La famiglia del bambino di 5 anni ha avuto la diagnosi quasi per caso dopo un lungo periodo di incertezze.

Maksim è un bambino di 5 anni, biondo, con le orecchie leggermente più grandi degli altri, la fronte alta e sporgente e il viso allungato. Dettagli fisici comuni a tante persone, ma che nel caso di Maksim confermano visivamente la diagnosi di sindrome del cromosoma X fragile, la forma più comune di disabilità intellettiva ereditaria.

Come spesso succede però, l’aspetto fisico, che nelle malattie genetiche rare può essere un campanello d’allarme, nel caso di Maksim non ha destato sospetti nei medici, che nel corso degli anni lo hanno visitato. Così come neppure il fatto che il bambino avesse iniziato tardi a camminare, fosse ipotonico e non parlasse neppure una volta raggiunti i 3 anni, se non per dire “mamma” e “papà” ma totalmente fuori contesto.

«Non sapere cosa avesse mio figlio è stato terribile – racconta mamma Chiara – vedevo che c’era qualcosa in lui che non andava. Alle volte arrivavo ad aver paura perché non lo riconoscevo più, non mi sembrava il mio bambino. Una volta ricevuta la diagnosi di sindrome dell’X fragile per me è stato tutto un percorso in discesa, mi sono sentita finalmente più tranquilla».

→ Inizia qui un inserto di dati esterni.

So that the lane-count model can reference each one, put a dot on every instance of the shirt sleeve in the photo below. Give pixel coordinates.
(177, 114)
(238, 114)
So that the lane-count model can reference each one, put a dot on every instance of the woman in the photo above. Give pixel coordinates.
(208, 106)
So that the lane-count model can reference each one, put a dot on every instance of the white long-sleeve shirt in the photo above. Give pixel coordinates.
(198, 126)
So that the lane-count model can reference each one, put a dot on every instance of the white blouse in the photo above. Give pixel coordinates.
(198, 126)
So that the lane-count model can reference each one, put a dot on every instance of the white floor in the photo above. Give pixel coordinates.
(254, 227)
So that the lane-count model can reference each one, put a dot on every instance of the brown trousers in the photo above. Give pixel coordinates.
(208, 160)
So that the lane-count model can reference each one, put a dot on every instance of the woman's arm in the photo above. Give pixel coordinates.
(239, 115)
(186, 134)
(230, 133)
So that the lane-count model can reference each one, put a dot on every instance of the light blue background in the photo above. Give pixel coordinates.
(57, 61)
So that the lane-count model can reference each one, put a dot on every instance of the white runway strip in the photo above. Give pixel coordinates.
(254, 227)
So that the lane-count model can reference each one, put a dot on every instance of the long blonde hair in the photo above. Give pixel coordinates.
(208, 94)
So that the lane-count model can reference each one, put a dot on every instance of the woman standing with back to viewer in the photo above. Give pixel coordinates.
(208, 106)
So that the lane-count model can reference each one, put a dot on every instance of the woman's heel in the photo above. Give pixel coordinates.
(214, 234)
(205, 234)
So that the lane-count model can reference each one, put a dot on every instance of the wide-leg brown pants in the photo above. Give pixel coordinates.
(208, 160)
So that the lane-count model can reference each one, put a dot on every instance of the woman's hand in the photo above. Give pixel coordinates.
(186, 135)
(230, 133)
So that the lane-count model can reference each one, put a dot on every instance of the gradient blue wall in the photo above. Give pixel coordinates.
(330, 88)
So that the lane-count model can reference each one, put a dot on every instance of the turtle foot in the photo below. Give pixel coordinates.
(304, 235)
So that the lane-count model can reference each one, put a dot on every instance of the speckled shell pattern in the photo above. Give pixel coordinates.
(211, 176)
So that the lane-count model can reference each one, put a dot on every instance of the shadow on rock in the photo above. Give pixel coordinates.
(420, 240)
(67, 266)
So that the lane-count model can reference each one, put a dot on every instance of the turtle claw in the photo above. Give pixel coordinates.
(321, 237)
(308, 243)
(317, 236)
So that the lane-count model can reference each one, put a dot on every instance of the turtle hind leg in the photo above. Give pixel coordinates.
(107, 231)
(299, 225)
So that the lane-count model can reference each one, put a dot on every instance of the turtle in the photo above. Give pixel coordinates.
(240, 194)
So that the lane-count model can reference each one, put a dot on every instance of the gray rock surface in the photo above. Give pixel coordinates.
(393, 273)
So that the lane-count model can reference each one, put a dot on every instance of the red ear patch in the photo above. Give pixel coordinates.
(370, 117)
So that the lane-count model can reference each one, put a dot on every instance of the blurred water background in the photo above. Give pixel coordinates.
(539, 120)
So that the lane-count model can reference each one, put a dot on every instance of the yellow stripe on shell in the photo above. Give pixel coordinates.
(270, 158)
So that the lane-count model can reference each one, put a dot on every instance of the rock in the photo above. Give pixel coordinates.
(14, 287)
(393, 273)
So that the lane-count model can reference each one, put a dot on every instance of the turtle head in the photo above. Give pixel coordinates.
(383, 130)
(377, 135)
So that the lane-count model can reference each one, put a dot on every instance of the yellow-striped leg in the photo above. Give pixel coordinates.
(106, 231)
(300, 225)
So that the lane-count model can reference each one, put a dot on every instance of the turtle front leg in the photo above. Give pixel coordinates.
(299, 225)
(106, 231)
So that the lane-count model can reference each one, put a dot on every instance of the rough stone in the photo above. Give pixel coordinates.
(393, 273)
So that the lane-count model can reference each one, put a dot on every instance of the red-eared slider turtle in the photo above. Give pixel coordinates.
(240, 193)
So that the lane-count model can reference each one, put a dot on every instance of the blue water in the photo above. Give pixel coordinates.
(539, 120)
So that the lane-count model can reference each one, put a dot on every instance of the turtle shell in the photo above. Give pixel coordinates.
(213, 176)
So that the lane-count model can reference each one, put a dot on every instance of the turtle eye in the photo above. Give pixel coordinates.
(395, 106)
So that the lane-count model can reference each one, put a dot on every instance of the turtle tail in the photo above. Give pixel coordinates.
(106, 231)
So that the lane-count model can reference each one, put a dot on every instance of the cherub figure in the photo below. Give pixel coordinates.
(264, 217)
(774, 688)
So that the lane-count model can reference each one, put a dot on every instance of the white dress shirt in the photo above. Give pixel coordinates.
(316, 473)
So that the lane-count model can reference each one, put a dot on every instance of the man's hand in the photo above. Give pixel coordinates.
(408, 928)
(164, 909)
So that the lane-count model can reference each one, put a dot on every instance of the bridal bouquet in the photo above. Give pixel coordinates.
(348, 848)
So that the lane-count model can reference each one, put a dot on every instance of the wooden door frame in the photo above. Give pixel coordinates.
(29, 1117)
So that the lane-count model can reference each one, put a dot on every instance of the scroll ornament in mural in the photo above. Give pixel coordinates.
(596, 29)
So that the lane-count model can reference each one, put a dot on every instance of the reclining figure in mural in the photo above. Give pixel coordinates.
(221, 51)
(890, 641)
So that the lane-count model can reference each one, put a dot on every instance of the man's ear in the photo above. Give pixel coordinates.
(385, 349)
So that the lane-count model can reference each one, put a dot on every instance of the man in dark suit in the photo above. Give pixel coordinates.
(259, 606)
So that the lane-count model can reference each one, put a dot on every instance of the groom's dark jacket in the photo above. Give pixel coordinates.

La diagnosi alla fine Maksim l’ha ricevuta grazie a sua zia, una delle sorelle di Chiara, che non riuscendo a restare incinta, dopo diversi esami e tentativi, ha fatto il test per la sindrome del cromosoma X e ha scoperto di esserne portatrice. Cosa che poi hanno scoperto di essere anche Chiara e sua madre. Maksim è l’unico che ha sviluppato la malattia nella famiglia.

«Ricordo ancora la telefonata di mia sorella, mentre lei mi diceva di essere portatrice della malattia io avevo già iniziato a cercare su internet informazioni sulla Sindrome e più leggevo, più capivo che Maksim aveva quella malattia».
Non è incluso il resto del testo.